Updated

Military hawks are launching an offensive move against the possibility of deeper Pentagon cuts, as one member of a bipartisan "super committee" trying to find $1.5 trillion in deficit savings by Thanksgiving warned Thursday against hacking too much from the defense budget.

Panel lawmakers opened work Thursday with cheery statements about the need to compromise and follow through on the committee's mandate. But cracks started to show within hours of opening statements, as member Sen. Jon Kyl, R-Ariz., said during an address that he would not serve on the committee if it considers more defense cuts.

"I'm off the committee if we're going to talk about further defense decreases," he said.

The debt-ceiling deal that created the committee already prescribed $350 billion in military cuts over the next decade. Kyl, and others, don't want the committee to go beyond that.

They're particularly concerned, though, about the "trigger" mechanism underlying the committee -- if the committee does not find at least $1.2 trillion in cuts, the absence of a deal would "trigger" sweeping cuts to entitlements and the military. The Pentagon cuts would total about $600 billion.

Kyl has said that he would push to waive the defense trigger.

House Armed Services Committee Chairman Buck McKeon, R-Calif., told Fox News he knows the idea behind the trigger is to make it so painful as to compel the super committee to work something out.

But he expressed concern that the defense budget has been hit hard enough.

His message to the super committee: "Leave us alone."

McKeon held a hearing Thursday to examine budget challenges facing the Pentagon.

Retired Navy Adm.

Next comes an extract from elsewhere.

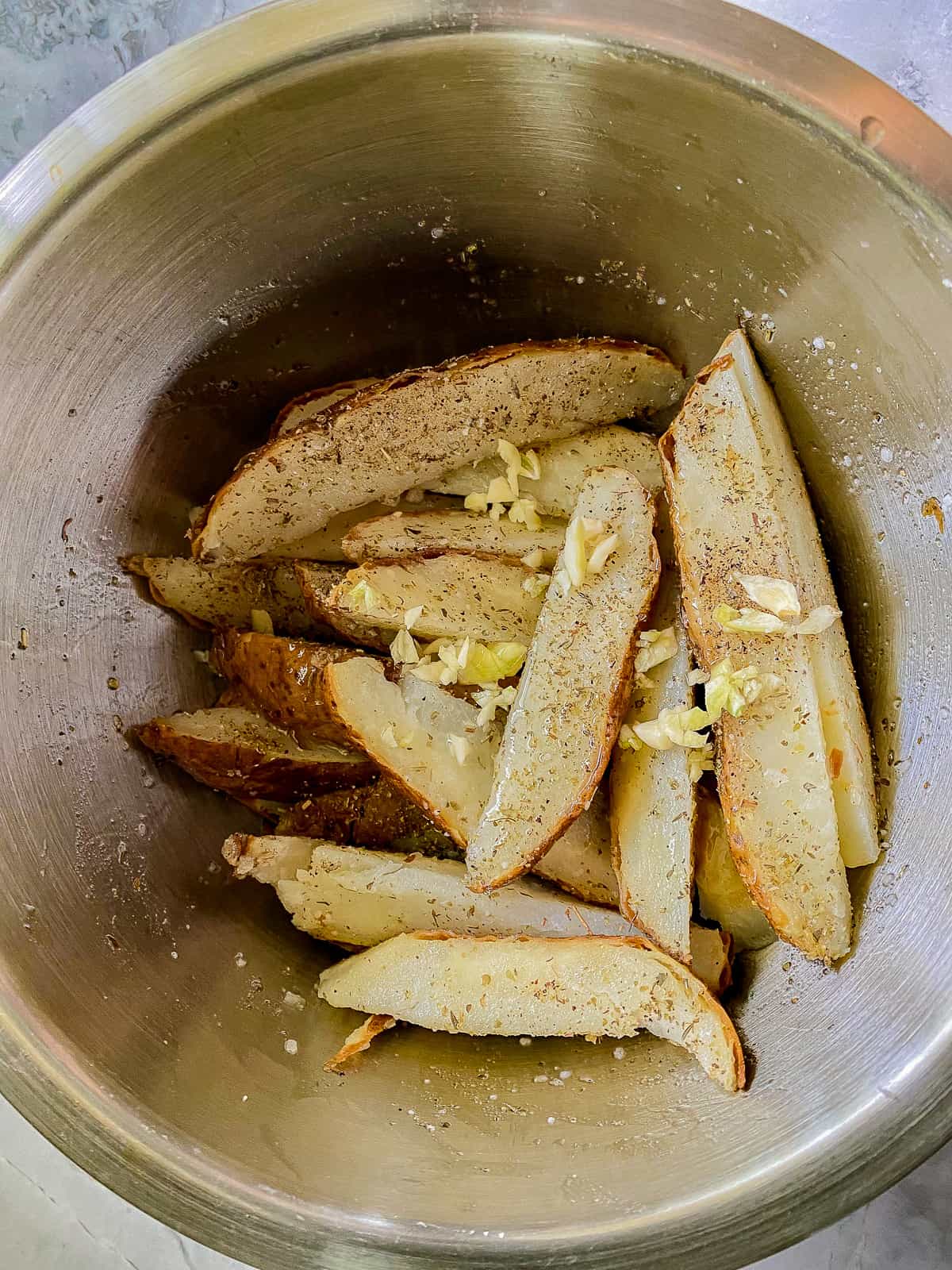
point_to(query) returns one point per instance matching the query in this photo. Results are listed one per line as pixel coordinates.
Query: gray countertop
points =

Edmund Giambastiani, former vice chairman of the Joint Chiefs of Staff, said at the hearing that the trigger would amount to "performing brain surgery with a chainsaw."

"Huge cuts to defense spending, combined with little to no analysis of their impact on our overall national security would have devastating consequences," he said.

Defense Secretary Leon Panetta made similar remarks last month.

McKeon said Thursday that military cuts would raise security concerns but also economic ones.
"While it's true that our military power is derived from our economic power, we must recognize that this relation is symbiotic. Cuts to our military defense, either by eliminating programs or laying off soldiers, comes with an economic cost," he said.

At the same time, some want the committee to cut defense spending. Others are putting more focus on protecting entitlements from deep cuts -- though entitlements appear to be a likely target in the talks.

At the opening meeting Thursday, Rep. James Clyburn, D-S.C., urged the committee to make "smart and compassionate" cuts.

"Unending military adventurism need not be accompanied by slashing essential services like public education ... and earned benefits like Social Security, Medicare and Medicaid," he said.

Rep. Jeb Hensarling, R-Texas, noted that the debt also "threatens our national defense."